モンゴルの人々

(Q)モンゴル人とはどんな人たちですか?


(A)作家の司馬遼太郎によれば「奇跡的なほどに欲望少なく生きて」きた民族とあります。なにしろ移動式住居のゲル(フェルトの天幕)は紀元前から変わることなく、さらには紀元前から飲み続けている馬乳酒をいまなお飲んでいるのです。進歩がないと言えばそれまでですが、進歩と引き換えに大事なものをなくしてしまったと喪失感を抱いている日本人から見ると羨ましくもあります。

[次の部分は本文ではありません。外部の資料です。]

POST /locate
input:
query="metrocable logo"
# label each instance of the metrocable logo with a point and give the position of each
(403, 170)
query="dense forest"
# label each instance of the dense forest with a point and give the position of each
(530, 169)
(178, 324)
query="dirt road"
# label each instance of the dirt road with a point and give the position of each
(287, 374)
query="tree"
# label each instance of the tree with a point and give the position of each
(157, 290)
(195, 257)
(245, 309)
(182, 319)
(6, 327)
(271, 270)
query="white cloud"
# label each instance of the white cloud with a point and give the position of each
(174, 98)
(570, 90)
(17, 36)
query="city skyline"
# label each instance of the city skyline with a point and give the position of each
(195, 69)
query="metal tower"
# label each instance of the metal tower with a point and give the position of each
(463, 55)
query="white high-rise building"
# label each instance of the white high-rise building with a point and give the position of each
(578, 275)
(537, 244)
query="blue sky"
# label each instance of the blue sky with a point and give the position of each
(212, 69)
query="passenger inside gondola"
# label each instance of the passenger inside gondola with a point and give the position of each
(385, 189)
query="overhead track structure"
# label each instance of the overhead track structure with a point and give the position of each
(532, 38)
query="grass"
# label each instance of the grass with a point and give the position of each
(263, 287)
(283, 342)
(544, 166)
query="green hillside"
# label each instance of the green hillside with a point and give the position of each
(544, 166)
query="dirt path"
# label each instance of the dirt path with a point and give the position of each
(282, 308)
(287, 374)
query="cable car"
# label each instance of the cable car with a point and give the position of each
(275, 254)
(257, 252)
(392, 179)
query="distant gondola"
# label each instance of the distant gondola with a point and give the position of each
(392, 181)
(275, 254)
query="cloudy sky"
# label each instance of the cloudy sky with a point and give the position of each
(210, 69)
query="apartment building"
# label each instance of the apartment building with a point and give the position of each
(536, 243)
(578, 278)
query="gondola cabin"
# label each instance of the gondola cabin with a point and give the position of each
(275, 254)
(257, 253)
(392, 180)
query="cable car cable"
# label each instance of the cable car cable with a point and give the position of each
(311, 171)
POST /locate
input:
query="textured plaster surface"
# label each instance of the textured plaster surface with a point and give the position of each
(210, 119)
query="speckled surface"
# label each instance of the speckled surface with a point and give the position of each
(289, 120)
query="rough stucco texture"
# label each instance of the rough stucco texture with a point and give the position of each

 土地についての所有欲は信じがたいほど薄いと思います。「なぜ、農耕の民は土地に執着するのか」と彼らにとっては土地に執着する気持ちが奇怪、かつ、不思議で理解できないはずです。それは地平線まで見えるモンゴル草原で馬に乗ってみると分かります。馬上ゆたかに、地上を這いずり回っている農耕民を見下ろすと土地の境界争いなどをしている連中がつくづくバカに見えることでしょう。2003年5月からモンゴルでは土地所有の法律が施行されたそうですが、いまだに個人が土地を所有するという意味が理解できないそうです。私は「土地所有の意味が理解できない」という話を聞いて嬉しくなってしまいました。それが正常なのです。土地を小間切れにして個人のものとする考え方の方が異常なのですから。日本人とそっくりの顔をしていても、そこいらのメンタリティーは正反対です。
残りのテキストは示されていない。